Cela ne signifie pas qu'il faut devenir protectionniste, mais plutôt réfléchir à la meilleure façon de faire émerger des champions technologiques. L'écosystème numérique français se développe déjà, extrêmement vite : si 2,5 milliards d'euros ont été investis dans les start-up françaises il y a deux ans, nous sommes passés à 3,5 milliards d'euros l'an dernier et nous devrions atteindre 5 milliards d'euros cette année. Peu de secteurs croissent de 50 % en deux ans ! C'est bien, mais ce n'est pas encore assez. Les Anglais sont à 7 milliards ; nous venons de dépasser les Allemands, mais nous devons nous mettre en position de faire émerger encore plus d'entreprises – et de grosses entreprises. Là encore, l'accélération est notable : six levées de fonds ont été supérieures à 50 millions d'euros en 2017, elles étaient douze en 2018 et nous sommes à quinze à mi-2019. La dynamique est enclenchée et le rattrapage en cours.

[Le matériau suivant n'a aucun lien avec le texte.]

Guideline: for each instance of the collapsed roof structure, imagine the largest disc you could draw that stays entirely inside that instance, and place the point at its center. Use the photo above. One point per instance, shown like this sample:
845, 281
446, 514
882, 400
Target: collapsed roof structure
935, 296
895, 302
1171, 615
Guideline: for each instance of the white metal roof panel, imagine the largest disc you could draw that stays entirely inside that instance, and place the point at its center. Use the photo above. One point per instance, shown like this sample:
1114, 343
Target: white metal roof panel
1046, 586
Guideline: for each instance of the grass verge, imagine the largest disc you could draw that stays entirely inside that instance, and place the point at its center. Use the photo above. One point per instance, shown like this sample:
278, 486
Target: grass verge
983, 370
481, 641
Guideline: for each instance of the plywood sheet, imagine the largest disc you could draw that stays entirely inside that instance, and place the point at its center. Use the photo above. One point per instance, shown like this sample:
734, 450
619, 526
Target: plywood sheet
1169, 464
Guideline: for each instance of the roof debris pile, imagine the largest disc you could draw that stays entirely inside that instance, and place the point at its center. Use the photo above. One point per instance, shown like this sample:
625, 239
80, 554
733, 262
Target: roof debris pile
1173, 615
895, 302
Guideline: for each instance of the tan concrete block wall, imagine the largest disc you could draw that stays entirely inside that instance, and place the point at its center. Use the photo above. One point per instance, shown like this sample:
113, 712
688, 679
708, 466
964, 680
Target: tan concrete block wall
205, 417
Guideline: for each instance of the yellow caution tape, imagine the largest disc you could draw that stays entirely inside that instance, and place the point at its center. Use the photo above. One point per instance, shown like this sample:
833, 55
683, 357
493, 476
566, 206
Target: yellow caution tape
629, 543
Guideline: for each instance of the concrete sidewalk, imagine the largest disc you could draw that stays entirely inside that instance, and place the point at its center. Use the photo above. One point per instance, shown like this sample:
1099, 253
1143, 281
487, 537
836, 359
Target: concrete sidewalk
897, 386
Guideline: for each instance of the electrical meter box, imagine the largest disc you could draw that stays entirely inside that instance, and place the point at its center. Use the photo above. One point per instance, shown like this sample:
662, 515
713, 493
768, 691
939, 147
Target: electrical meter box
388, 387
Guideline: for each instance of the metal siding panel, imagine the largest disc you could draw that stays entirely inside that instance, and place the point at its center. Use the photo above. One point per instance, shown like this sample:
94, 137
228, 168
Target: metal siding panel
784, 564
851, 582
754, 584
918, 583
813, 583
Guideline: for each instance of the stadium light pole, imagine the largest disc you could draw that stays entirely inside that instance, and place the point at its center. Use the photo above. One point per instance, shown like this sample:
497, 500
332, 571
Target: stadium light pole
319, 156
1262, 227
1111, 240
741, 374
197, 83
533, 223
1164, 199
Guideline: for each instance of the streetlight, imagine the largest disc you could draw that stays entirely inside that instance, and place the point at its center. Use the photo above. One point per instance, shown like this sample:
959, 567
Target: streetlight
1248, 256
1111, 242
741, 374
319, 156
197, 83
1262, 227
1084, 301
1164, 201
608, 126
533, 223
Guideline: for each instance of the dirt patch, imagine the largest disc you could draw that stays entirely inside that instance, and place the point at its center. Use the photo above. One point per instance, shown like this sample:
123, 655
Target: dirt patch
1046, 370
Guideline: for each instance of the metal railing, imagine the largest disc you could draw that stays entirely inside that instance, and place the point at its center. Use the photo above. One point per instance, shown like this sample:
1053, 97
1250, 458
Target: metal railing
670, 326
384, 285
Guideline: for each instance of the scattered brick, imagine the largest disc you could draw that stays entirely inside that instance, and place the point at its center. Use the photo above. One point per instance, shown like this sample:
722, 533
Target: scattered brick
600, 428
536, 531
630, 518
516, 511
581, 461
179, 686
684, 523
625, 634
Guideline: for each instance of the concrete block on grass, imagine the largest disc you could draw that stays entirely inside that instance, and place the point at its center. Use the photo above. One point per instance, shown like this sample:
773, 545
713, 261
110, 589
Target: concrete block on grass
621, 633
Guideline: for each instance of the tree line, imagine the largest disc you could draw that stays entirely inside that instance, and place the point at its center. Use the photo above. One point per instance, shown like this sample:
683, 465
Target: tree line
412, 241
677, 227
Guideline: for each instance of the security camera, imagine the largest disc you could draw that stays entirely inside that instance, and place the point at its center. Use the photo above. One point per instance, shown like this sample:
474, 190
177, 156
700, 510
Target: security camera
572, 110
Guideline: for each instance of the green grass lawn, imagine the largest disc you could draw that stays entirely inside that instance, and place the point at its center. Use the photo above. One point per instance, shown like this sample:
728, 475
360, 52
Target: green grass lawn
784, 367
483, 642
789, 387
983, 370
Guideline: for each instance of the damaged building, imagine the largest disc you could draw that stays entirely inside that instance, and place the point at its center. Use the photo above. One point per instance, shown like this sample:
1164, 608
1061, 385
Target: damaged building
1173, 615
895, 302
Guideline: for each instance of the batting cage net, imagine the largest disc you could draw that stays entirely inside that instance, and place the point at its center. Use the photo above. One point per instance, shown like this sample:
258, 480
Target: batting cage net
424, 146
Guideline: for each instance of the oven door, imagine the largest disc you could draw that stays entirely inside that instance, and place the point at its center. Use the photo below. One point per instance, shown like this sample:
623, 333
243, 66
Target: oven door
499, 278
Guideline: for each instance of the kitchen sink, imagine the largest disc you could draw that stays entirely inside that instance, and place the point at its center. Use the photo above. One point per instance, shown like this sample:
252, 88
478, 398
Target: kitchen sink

Je l'ai dit dans un quotidien économique il y a quelques mois : nous pouvons atteindre quinze à vingt « licornes » – des entreprises valorisées plus d'un milliard d'euros – dans les cinq à dix prochaines années. Nous allons y arriver, c'est mathématique, puisqu'une quinzaine vient de dépasser les 500 millions d'euros. Mais il ne faut pas relâcher la pression. Plus que de licornes, nous avons besoin d'entreprises valorisées demain à 10, voire 40 ou 50 milliards d'euros.

Quel est le rôle de l'État ? Il doit créer les conditions de leur développement. Deux leviers sont particulièrement importants : le financement – nos réussites sont clairement liées aux réformes de la fiscalité menées par le Gouvernement. Le recentrage de l'impôt de solidarité sur la fortune (ISF) sur l'immobilier, avec l'impôt sur la fortune immobilière (IFI), et le prélèvement forfaitaire unique sont essentiels pour que l'écosystème français se développe. À titre personnel, j'estime que revenir sur la réforme de l'ISF nous ferait prendre le risque de sortir de l'histoire.

Nous devons aussi nous focaliser sur les introductions en Bourse et les levées importantes de fonds : comme leurs homologues américaines, nos entreprises doivent pouvoir lever 100 à 200 millions d'euros. Elles arrivent désormais souvent à lever 100 millions d'euros mais, à chaque fois, elles doivent faire appel à un financeur anglo-saxon. Ce n'est pas forcément un problème, mais nous aimerions plus de financeurs français.

En outre, le Gouvernement travaille d'arrache-pied pour développer un écosystème de recherche bénéfique pour ces entreprises afin que, demain, l'introduction en Bourse de valeurs technologiques françaises de plus d'un milliard d'euros soit à nouveau une réalité.

Deuxième levier indispensable : le recrutement, qui constitue actuellement le premier frein au développement des entreprises françaises du numérique, à tous les niveaux de formation. Le problème est tel que certaines d'entre elles – par exemple, Doctolib, une des dernières licornes françaises – ouvrent des bureaux à Berlin car elles n'arrivent pas à recruter des ingénieurs et techniciens français ! Dans un pays qui compte 2,5 millions de chômeurs, ce n'est pas satisfaisant. 80 000 emplois sont actuellement non pourvus dans le numérique ; il y en aura 200 000 en 2022. Il ne s'agit pas d'emplois pénibles, mais de postes à pourvoir du post-bac au niveau ingénieur. Nationalement et localement, nous devons faire le nécessaire pour répondre à la demande : 200 000 emplois, c'est le nombre total d'emplois créés en 2018 ! Le numérique nous permettrait donc de réduire le chômage de façon extrêmement efficace et, je le répète, il ne s'agit pas d'emplois pénibles.

La régulation des grandes plateformes est le deuxième grand dossier auquel je m'attelle. J'ai eu l'occasion de le dire durant les débats sur la proposition de loi visant à lutter contre la haine sur internet, dite « Avia ».